Musisz być elastyczny – zwolnić, gdy sytuacja wymaga precyzyjnej orientacji, np. w okolicy punktu kontrolnego, w innym przypadku wykorzystywać możliwość wrzucenia piątego biegu. Ale musisz też wiedzieć, kiedy opłaca się przebrnąć przez las, wybrać bagna zamiast asfaltu. Jest nad czym myśleć podczas biegu, gdyż jest wiele czynników, które mają wpływ na wybór wariantu. Musisz oceniać różne zmienne – ile masz sił, jak szybko się poruszasz, w którym momencie trasy jesteś i co mówi ci twoja intuicja. Czasem jest to strzał w ciemno. To jest część gry. To, że nigdy nie możesz być w stu procentach pewny swego wyboru, jest zdecydowanie czymś, co sprawia, że każdy bieg staje się niepowtarzalnym doświadczeniem. Wybranie właściwego wariantu i wrażenie, że wykonało się go efektywnie, daje uczucie ogromnej satysfakcji.
Czasami możesz osiągnąć uczucie flow, kiedy płynnie przemieszczasz się po lesie, twoja koncentracja osiąga najwyższy poziom, doskonale wiesz, co masz robić i czujesz się częścią otaczającej cię przyrody. Zaawansowani biegacze często mają okazję podziwiać niebywałe scenerie natury, które można odnaleźć z dala od głównych ścieżek.
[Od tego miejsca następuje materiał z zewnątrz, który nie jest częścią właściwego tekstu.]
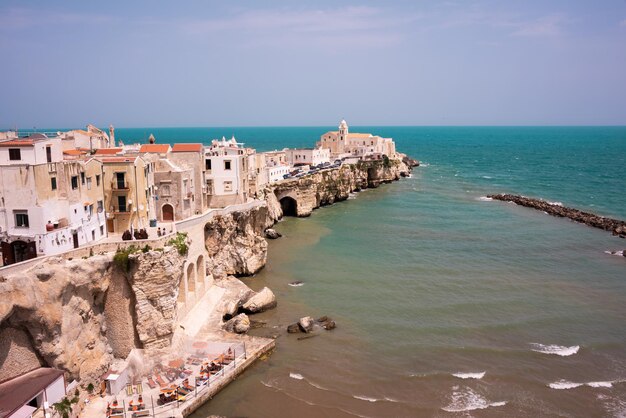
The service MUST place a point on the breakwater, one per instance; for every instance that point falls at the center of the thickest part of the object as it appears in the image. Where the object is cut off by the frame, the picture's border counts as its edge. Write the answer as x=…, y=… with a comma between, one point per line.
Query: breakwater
x=615, y=226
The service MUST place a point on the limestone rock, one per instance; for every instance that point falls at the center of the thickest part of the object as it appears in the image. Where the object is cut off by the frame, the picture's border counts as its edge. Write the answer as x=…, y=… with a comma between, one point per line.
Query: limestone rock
x=261, y=301
x=306, y=324
x=271, y=233
x=239, y=324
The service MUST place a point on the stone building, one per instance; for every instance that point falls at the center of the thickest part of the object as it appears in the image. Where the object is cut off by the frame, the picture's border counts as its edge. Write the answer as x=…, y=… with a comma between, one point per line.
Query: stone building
x=342, y=143
x=48, y=205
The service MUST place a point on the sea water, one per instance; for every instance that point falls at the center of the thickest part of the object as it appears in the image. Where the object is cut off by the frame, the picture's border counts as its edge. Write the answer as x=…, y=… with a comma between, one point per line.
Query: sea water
x=447, y=303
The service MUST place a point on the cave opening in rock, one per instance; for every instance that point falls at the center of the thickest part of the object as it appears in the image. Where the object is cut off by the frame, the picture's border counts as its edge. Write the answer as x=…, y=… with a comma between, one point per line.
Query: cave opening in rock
x=289, y=206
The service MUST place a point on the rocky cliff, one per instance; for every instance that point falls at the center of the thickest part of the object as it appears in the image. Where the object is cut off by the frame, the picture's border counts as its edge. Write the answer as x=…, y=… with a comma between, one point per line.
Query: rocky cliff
x=77, y=315
x=236, y=244
x=300, y=196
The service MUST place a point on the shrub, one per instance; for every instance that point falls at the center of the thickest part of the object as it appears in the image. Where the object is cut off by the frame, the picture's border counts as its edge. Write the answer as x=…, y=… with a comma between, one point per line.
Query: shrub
x=180, y=242
x=121, y=258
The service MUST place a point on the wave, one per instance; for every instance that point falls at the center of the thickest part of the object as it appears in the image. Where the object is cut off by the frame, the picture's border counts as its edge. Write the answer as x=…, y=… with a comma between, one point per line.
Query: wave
x=365, y=398
x=564, y=384
x=559, y=350
x=478, y=375
x=468, y=400
x=600, y=384
x=296, y=284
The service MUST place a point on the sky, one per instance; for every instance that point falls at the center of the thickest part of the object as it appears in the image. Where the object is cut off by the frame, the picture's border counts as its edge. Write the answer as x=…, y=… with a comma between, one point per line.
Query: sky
x=312, y=63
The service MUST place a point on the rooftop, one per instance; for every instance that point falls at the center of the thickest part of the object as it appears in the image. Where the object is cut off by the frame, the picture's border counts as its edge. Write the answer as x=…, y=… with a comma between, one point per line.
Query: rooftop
x=187, y=148
x=155, y=148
Bardzo dobry orientalista zatrzymuje się rzadko i na bardzo krótko, gdy na przykład musi zdecydować o wariancie. Czytanie mapy podczas biegu to umiejętność, której nauczenie się zajmuje dużo czasu. Ale to właśnie wymiar techniczny orienteeringu jest największą trudnością w tym sporcie; zachowanie pełnej sprawności umysłu przy bardzo intensywnym wysiłku fizycznym. Niektórzy twierdzą, że odczytywanie mapy zabiera zbyt dużo czasu. Przykładowo, wielu utalentowanych biegaczy trailowych uważa, że nie będą mieli odpowiednio męczącego treningu, biegając na orientację. Dzieje się tak dlatego, że nie wytrenowali wystarczająco techniki BnO i spędzają dużo czasu, stojąc w miejscu i analizując mapę.
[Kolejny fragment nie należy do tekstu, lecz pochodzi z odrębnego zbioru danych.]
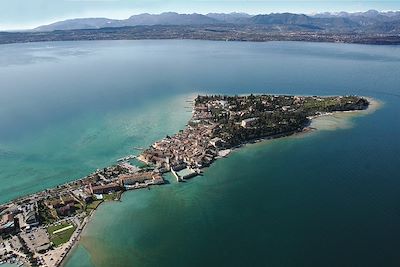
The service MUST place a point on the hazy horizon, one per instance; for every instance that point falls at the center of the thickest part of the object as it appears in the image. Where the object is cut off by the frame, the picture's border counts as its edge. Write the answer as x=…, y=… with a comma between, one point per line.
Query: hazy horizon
x=22, y=15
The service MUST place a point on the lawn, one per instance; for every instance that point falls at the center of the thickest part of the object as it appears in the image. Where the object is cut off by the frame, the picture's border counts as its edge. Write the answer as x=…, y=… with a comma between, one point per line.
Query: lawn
x=60, y=234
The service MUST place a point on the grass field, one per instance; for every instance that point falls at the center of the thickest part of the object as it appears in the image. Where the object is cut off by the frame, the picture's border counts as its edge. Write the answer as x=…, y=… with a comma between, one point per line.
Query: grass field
x=60, y=234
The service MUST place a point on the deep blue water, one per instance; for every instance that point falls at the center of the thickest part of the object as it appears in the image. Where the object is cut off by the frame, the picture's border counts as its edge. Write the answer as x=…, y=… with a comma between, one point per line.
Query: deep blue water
x=326, y=199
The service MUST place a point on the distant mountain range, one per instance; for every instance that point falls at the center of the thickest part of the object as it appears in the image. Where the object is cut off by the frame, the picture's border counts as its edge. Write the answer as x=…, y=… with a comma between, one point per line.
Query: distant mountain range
x=370, y=21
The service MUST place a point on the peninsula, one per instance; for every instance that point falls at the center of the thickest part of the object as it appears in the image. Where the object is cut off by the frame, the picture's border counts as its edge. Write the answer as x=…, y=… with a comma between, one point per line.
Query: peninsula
x=40, y=229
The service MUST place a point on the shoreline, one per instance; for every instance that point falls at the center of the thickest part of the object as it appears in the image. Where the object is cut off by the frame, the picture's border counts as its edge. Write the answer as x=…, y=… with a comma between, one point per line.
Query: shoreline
x=73, y=242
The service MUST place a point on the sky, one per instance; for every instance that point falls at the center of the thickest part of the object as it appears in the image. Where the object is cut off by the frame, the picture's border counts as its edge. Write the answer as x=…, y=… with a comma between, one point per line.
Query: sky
x=27, y=14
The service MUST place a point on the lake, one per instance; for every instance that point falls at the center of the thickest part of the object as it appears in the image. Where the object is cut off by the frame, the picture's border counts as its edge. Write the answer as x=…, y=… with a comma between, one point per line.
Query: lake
x=329, y=198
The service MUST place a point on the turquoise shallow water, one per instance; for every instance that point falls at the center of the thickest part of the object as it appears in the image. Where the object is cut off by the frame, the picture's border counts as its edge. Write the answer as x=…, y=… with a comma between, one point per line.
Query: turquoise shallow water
x=326, y=199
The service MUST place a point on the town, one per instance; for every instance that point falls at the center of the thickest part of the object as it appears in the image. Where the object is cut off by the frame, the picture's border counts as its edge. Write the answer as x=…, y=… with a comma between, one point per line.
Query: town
x=40, y=229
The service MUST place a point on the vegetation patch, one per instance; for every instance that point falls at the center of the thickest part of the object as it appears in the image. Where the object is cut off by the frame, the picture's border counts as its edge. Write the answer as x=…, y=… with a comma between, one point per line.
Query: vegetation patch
x=61, y=233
WSPÓLNY JĘZYK ORIENTALISTÓW
Orienteering posiada istotny wymiar społeczny: kiedy zawodnicy spotykają się po biegu, trzeba natychmiast przedyskutować trasę, zarówno po to,
by się czegoś nauczyć, jak i dlatego, że jest to ciekawe i zabawne. „Pobiegłeś tędy? Czy to rzeczywiście mogło się opłacać, biec prosto i przedzierać się przez gęstwinę zanim znalazło się punkt?” Analizując swoje własne przebiegi, zauważa się błędy i dzięki temu cały czas można stawać się lepszym. Jest mnóstwo do omówienia, bo każdy miał przecież podobne dylematy i wybrał takie, a nie inne rozwiązania.
Jeżeli dobry biegacz wytrenuje się w czytaniu mapy, może odczuć wyzwania zarówno dla ciała, jaki i dla umysłu. Jeżeli chce się wygrać, trzeba na prawdę walczyć!